Monika Nawrocka-Leśnik: Co, a raczej kto się kryje za nazwą - TeatRyle?
Marcin Ryl-Krystianowski: TeatRyle to nasze rodzinne przedsięwzięcie. A ponieważ jest rodzinne, to w nazwie ma kawałek rodziny. Jesteśmy Ryle (Ryl-Krystianowscy) i zajmujemy się teatrem. To takie połączenie...
TeatRyle są Państwa pierwszym rodzinnym przedsięwzięciem?
Marcin Ryl-Krystianowski: Ta przygoda zaczęła się już w czasie studiów, kiedy nasza mała córka potrzebowała trudnodostępnych wtedy pampersów, bobofrutów, itp... A my w związku z tym funduszy na nie. Po prostu musieliśmy dorobić. Założyliśmy wówczas z kolegami Teatr Klapa i to był chyba 1989 rok. Graliśmy dwa tytuły: "Czerwonego Kapturka", który był moim spektaklem dyplomowym oraz "Tymoteusza Rymcimci" Jana Wilkowskiego.
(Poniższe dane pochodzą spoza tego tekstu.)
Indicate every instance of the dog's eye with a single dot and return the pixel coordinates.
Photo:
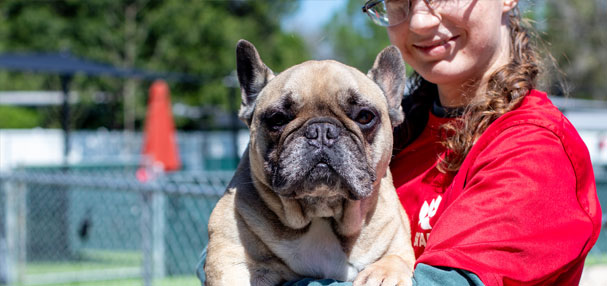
(277, 120)
(364, 117)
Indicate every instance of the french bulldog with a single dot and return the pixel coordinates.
(313, 196)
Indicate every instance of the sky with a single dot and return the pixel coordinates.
(312, 14)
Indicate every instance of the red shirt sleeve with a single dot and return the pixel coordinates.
(518, 218)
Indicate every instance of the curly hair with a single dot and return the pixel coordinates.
(506, 88)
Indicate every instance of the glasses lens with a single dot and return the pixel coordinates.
(388, 12)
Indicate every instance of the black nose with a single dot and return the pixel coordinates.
(322, 134)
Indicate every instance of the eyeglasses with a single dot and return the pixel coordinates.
(393, 12)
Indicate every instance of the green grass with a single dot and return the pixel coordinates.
(88, 260)
(596, 259)
(99, 260)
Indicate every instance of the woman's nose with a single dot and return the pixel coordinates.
(423, 18)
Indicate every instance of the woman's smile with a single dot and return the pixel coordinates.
(435, 49)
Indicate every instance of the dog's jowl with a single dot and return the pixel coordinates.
(312, 196)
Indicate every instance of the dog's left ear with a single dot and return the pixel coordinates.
(388, 72)
(253, 75)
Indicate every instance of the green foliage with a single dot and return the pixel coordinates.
(18, 117)
(193, 37)
(354, 38)
(576, 36)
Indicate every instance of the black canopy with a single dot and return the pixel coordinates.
(66, 65)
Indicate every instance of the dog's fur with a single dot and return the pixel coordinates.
(312, 195)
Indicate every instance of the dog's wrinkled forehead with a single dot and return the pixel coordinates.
(320, 86)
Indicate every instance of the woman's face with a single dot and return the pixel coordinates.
(454, 41)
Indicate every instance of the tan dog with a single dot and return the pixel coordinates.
(313, 196)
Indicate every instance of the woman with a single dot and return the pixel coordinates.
(497, 183)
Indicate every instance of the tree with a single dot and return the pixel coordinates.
(193, 37)
(354, 38)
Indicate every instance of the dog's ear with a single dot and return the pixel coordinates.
(388, 72)
(253, 75)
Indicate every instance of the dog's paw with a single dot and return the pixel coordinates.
(390, 270)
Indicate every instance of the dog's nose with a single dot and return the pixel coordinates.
(322, 133)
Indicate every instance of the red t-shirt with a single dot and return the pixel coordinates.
(522, 209)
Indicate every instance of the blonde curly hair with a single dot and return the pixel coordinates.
(506, 88)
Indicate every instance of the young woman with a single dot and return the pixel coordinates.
(497, 183)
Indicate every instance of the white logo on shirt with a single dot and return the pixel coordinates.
(427, 212)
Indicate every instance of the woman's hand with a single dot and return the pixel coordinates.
(390, 270)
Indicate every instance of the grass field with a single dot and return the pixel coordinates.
(98, 268)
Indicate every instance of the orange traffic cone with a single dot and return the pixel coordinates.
(159, 141)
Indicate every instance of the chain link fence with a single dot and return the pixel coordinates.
(100, 226)
(104, 227)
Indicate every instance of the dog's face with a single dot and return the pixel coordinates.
(320, 129)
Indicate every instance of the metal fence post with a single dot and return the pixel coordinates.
(146, 238)
(15, 229)
(152, 236)
(158, 229)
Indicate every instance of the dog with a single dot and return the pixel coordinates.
(313, 196)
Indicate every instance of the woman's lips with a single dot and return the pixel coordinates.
(435, 48)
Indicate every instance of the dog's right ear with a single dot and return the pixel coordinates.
(253, 75)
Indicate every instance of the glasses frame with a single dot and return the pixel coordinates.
(368, 9)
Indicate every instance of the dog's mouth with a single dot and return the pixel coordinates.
(322, 174)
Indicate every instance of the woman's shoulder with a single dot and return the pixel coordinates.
(537, 110)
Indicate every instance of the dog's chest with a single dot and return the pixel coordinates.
(318, 253)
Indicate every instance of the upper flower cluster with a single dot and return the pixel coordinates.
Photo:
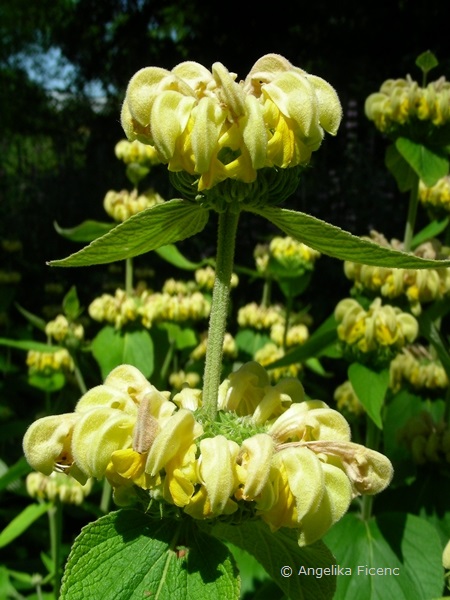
(271, 454)
(215, 128)
(402, 101)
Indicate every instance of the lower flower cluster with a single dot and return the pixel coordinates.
(271, 454)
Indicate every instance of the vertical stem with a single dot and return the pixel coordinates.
(129, 275)
(106, 496)
(78, 374)
(55, 526)
(372, 441)
(286, 319)
(412, 213)
(226, 241)
(266, 292)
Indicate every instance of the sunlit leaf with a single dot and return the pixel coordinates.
(338, 243)
(126, 555)
(370, 386)
(172, 255)
(429, 165)
(148, 230)
(85, 232)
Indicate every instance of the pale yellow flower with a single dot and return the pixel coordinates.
(210, 125)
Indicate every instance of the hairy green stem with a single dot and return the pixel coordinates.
(55, 526)
(78, 374)
(106, 496)
(412, 213)
(372, 441)
(129, 275)
(267, 289)
(226, 241)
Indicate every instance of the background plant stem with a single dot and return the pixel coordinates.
(55, 526)
(226, 240)
(412, 213)
(372, 441)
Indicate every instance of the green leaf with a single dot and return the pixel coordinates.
(21, 523)
(370, 386)
(19, 469)
(29, 345)
(51, 382)
(71, 304)
(112, 348)
(436, 339)
(338, 243)
(250, 341)
(391, 541)
(399, 410)
(152, 228)
(432, 230)
(172, 255)
(125, 555)
(400, 169)
(138, 351)
(275, 550)
(86, 231)
(426, 61)
(182, 337)
(429, 165)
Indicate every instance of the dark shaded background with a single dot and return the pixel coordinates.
(56, 144)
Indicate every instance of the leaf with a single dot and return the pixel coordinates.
(391, 541)
(436, 339)
(125, 555)
(370, 386)
(429, 165)
(112, 348)
(275, 550)
(51, 382)
(86, 231)
(19, 469)
(250, 341)
(400, 169)
(426, 61)
(29, 345)
(172, 255)
(338, 243)
(182, 337)
(432, 230)
(21, 523)
(399, 410)
(150, 229)
(138, 351)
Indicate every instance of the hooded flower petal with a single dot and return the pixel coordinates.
(47, 442)
(217, 468)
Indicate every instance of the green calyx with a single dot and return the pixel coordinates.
(271, 186)
(233, 427)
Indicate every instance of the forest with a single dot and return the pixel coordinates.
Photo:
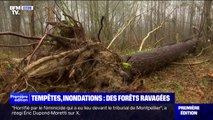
(107, 46)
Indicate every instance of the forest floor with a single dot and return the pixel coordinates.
(190, 83)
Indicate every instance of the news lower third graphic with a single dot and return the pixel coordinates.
(104, 106)
(90, 98)
(15, 10)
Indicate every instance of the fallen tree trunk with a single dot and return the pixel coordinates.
(143, 63)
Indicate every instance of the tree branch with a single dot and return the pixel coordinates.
(19, 35)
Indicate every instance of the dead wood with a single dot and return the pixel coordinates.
(143, 63)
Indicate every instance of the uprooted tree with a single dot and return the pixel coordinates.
(75, 63)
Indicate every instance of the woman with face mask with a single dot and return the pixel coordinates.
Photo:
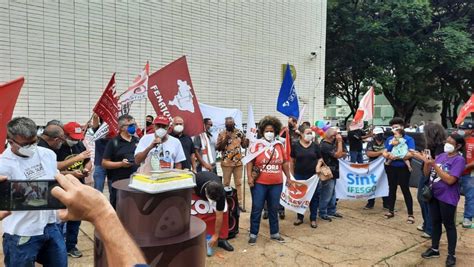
(304, 157)
(444, 173)
(266, 177)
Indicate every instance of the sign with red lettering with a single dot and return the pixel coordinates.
(205, 211)
(171, 93)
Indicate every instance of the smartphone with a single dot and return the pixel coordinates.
(28, 195)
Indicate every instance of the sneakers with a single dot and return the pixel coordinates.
(420, 228)
(278, 238)
(466, 223)
(425, 235)
(430, 253)
(451, 260)
(74, 253)
(252, 241)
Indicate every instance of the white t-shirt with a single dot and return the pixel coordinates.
(42, 165)
(169, 152)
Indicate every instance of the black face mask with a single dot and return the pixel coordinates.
(229, 127)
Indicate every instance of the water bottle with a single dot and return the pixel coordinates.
(210, 251)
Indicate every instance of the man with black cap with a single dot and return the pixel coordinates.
(466, 129)
(209, 187)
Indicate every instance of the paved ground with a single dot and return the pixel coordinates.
(361, 238)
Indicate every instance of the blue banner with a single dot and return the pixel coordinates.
(287, 99)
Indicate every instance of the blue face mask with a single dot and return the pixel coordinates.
(132, 129)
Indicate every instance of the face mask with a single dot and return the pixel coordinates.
(161, 132)
(28, 151)
(178, 129)
(71, 143)
(269, 136)
(448, 148)
(131, 129)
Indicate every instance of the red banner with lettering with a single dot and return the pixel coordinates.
(8, 95)
(171, 93)
(203, 210)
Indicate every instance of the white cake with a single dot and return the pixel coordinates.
(158, 182)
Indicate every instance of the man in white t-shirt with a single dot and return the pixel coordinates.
(160, 144)
(30, 235)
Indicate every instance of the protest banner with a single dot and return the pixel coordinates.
(362, 181)
(8, 95)
(171, 93)
(206, 211)
(297, 195)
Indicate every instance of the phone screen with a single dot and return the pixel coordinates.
(28, 195)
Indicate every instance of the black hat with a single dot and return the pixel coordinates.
(467, 125)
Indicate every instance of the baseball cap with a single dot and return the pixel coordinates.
(467, 125)
(74, 130)
(378, 130)
(163, 120)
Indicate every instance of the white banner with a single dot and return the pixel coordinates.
(297, 195)
(362, 181)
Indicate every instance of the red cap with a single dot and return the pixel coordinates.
(73, 130)
(163, 120)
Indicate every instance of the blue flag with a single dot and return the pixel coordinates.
(287, 99)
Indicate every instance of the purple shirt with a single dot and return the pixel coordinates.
(449, 194)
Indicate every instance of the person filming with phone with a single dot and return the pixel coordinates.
(118, 158)
(29, 236)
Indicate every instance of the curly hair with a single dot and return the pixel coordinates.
(269, 120)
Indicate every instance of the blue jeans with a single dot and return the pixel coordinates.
(313, 205)
(72, 231)
(327, 198)
(467, 184)
(425, 207)
(356, 157)
(260, 194)
(99, 177)
(47, 249)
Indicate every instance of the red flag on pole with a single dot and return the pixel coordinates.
(107, 107)
(8, 95)
(171, 93)
(465, 110)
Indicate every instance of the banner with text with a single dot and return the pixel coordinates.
(362, 181)
(297, 195)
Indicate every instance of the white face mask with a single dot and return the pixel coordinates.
(448, 148)
(178, 128)
(71, 142)
(28, 151)
(161, 132)
(269, 136)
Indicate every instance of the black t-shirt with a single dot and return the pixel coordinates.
(355, 140)
(66, 152)
(100, 145)
(373, 146)
(202, 178)
(328, 151)
(118, 149)
(306, 159)
(188, 147)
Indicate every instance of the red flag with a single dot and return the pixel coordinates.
(465, 110)
(8, 95)
(107, 107)
(171, 93)
(366, 107)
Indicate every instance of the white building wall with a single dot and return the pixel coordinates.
(68, 50)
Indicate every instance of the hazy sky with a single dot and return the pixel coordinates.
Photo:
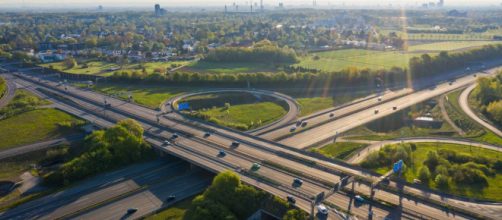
(168, 3)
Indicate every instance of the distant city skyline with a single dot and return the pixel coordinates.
(174, 3)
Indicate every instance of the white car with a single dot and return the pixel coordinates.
(322, 209)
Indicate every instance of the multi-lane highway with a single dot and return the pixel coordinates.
(325, 132)
(284, 182)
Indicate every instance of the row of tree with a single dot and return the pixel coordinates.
(106, 149)
(488, 94)
(227, 198)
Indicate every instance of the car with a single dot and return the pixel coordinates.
(131, 210)
(359, 198)
(298, 123)
(255, 166)
(322, 209)
(171, 198)
(291, 199)
(298, 181)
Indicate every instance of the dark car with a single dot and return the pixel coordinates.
(291, 199)
(171, 198)
(132, 210)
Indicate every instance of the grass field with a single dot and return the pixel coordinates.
(473, 130)
(242, 111)
(105, 69)
(450, 45)
(175, 212)
(340, 150)
(492, 192)
(341, 59)
(229, 67)
(147, 95)
(33, 126)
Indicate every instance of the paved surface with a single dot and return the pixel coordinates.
(447, 118)
(322, 134)
(464, 104)
(9, 94)
(94, 191)
(358, 158)
(39, 146)
(253, 149)
(293, 108)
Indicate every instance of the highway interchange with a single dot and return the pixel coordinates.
(203, 151)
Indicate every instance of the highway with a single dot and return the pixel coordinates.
(358, 158)
(325, 133)
(464, 104)
(274, 174)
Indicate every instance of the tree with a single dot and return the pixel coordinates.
(424, 174)
(70, 62)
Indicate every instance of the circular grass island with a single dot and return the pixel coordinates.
(238, 110)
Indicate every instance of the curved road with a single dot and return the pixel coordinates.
(357, 158)
(9, 94)
(464, 104)
(290, 116)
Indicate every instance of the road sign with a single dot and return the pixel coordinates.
(397, 166)
(183, 106)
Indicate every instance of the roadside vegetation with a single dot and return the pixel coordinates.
(488, 98)
(340, 150)
(242, 111)
(228, 198)
(105, 150)
(472, 129)
(3, 87)
(457, 169)
(23, 122)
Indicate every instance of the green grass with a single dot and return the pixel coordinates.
(473, 130)
(246, 115)
(450, 45)
(340, 150)
(341, 59)
(210, 67)
(149, 96)
(174, 212)
(33, 126)
(492, 192)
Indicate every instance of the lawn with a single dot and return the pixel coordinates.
(94, 67)
(492, 192)
(340, 150)
(33, 126)
(450, 45)
(147, 95)
(211, 67)
(174, 212)
(242, 111)
(341, 59)
(473, 130)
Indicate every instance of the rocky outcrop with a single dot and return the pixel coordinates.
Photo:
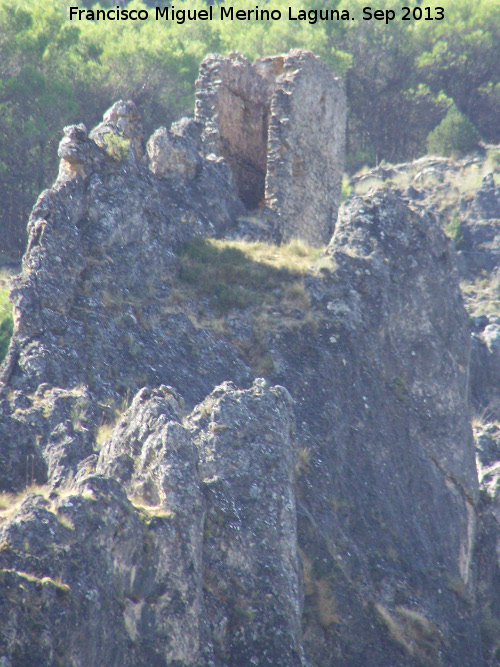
(324, 516)
(180, 549)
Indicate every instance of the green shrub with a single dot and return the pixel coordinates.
(454, 136)
(493, 157)
(6, 321)
(454, 231)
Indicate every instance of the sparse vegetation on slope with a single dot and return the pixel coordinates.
(6, 321)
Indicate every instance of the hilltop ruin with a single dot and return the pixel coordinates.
(280, 124)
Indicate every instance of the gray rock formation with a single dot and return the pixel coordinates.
(324, 516)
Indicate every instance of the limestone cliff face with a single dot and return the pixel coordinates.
(323, 516)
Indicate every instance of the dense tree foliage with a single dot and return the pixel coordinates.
(401, 78)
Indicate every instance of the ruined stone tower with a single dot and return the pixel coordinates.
(280, 124)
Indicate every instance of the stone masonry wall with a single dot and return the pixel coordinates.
(280, 124)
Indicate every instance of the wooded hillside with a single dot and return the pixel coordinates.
(402, 79)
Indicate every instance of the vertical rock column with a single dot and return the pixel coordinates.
(251, 572)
Jeździliśmy po malowniczych miejscowościach Białostocczyzny. Potem, zupełnie naturalnie, kiedy skończyliśmy studia i rozpoczęliśmy pracę w Poznaniu, przenieśliśmy tutaj naszą działalność zakładając: "Bies - Teatrzyk Do Pewnego Stopnia Kukiełkowy". Współpracowaliśmy wtedy intensywnie z Lechem Chojnackim. Ja miałem Teatr Bies, on Teatr Bis. Graliśmy dużo razem. Potem nastąpił kryzys, coraz trudniej było sprzedać spektakle, prowadzenie firmy stało się bardziej skomplikowane - nie jestem pasjonatem działań księgowych - zawiesiłem działalność... Po półrocznej przerwie, za namową Marioli, która jest mistrzynią optymizmu, wznowiliśmy działalność pod nową nazwą: TeatRyle.